Presenti, appunto, Calenda, Letta e Della Vedova. Ma l'impressione è che i punti di partenza restino troppo lontani per siglare un accordo. Il segretario del Pd chiede un'intesa senza veti nel nome del «fermare la destra». Il leader di Azione pretende che i Democratici non schierino nei collegi uninominali i nomi «sgraditi» (Di Maio, Bonelli e Fratoianni su tutti) e che dal Nazareno diano risposte chiare su temi come i termovalorizzatori o il rigassificatore di Piombino. Condizioni che Letta non può soddisfare. Perché significherebbe rompere l'unico asse rimasto a sinistra dopo l'addio ai 5 Stelle.

L'impressione, insomma, è che ci siano poche chance di ricucitura. E allora perché insistere? Per almeno sedici buoni motivi. Che è il numero dei collegi nell'uninominale che - secondo una stima di YouTrend e Cattaneo Zanetto & Co - il centrosinistra conquisterebbe in più se riuscisse a mettere d'accordo Azione e Sinistra. Compito improbo, tanto più che a nonvolerlo, in fondo è lo stesso Calenda. Che preferirebbe di gran lunga la corsa in solitaria al centro (o al massimo con Renzi) ma è costretto a restare al tavolo da Emma Bonino. Che di Letta è una grande amica (fu ministra degli Esteri nello sfortunato governo guidato dal segretario Dem) e ieri ha detto parole chiare: «Il solo sospetto che diamo un voto di più alla destra putiniana è una cosa che non voglio portarmi dietro come eredità politica. Vediamo tutti di far una doccia e raffreddare il cervello che è andato in ebollizione». E siccome l'esenzione dalla raccolta firme per presentarsi alle elezioni è appannaggio proprio della Bonino, Calenda deve stare attento anche a non rompere con gli attuali compagni di viaggio. Un rompicapo, insomma. Cui, peraltro, si aggiunge il vero calcolo dei seggi guadagnati grazie all'accordo. Perché se nell'uninominale si avrebbero indubbi vantaggi, nel proporzionale Azione potrebbe pagare caro l'addio alla «purezza» rivendicata in questi anni.
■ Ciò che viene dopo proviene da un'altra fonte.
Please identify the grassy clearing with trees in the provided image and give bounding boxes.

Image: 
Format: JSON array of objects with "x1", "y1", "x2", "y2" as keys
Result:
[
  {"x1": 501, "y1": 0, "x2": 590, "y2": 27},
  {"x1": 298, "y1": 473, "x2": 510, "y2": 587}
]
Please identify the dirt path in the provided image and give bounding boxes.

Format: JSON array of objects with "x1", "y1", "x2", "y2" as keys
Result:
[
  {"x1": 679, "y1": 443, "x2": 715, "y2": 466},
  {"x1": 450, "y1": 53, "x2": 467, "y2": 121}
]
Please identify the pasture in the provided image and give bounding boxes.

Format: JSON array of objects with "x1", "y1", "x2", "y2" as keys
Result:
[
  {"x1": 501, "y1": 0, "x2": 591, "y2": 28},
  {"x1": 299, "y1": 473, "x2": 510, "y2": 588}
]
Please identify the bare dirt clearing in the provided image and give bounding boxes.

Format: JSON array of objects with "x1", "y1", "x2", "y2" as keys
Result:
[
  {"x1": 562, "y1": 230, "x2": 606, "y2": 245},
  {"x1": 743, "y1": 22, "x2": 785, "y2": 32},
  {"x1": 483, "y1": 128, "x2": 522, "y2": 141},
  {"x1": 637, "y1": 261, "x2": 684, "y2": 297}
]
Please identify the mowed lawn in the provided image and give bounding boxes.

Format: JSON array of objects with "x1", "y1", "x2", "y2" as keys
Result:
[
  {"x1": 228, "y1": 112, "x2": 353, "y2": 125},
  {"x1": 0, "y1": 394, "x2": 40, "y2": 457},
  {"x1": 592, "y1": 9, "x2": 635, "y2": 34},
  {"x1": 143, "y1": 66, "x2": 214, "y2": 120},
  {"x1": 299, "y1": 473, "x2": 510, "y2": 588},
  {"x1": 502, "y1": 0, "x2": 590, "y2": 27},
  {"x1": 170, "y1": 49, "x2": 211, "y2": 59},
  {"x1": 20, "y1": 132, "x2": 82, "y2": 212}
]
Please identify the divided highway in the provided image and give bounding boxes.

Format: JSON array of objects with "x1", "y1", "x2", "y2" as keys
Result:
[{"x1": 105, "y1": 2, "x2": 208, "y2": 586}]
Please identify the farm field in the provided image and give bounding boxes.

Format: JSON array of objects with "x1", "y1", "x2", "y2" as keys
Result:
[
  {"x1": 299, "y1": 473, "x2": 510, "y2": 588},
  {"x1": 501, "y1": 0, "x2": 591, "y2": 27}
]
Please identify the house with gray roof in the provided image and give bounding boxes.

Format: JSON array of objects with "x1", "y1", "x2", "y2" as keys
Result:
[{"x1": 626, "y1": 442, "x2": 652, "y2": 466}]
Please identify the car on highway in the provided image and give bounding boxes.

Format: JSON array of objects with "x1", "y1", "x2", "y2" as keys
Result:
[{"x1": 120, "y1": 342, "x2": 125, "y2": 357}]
In particolare la Fondazione Einaudi, «incubatrice» del progetto liberale inizialmente sposato da Calenda, sarebbe pronta a mollare l'europarlamentare in caso di accordo col Pd. E dato che lui aveva puntato molto sui vari Benedetto e Giannino per accreditarsi al centro, l'emorragia nei grandi collegi proporzionali del Senato, dove conta molto il voto di opinione, sarebbe considerevole. Se ne saprà di più (forse) oggi. Con Matteo Renzi spettatore interessato. Unire le forze di Italia viva e Azione/Più Europa, infatti, farebbe comodo soprattutto all'ex rottamatore. Che indica il 5% come obiettivo della campagna elettorale.

Ma, al momento, col suo partito viaggia pericolosamente sotto la soglia di sbarramento del 3%. Sempre che lui riesca a mantenere rapporti cordiali con Calenda. Il ché, oltre a non essergli riuscito in passato, rappresenta una sfida improba persino per i mediatori più ecumenici.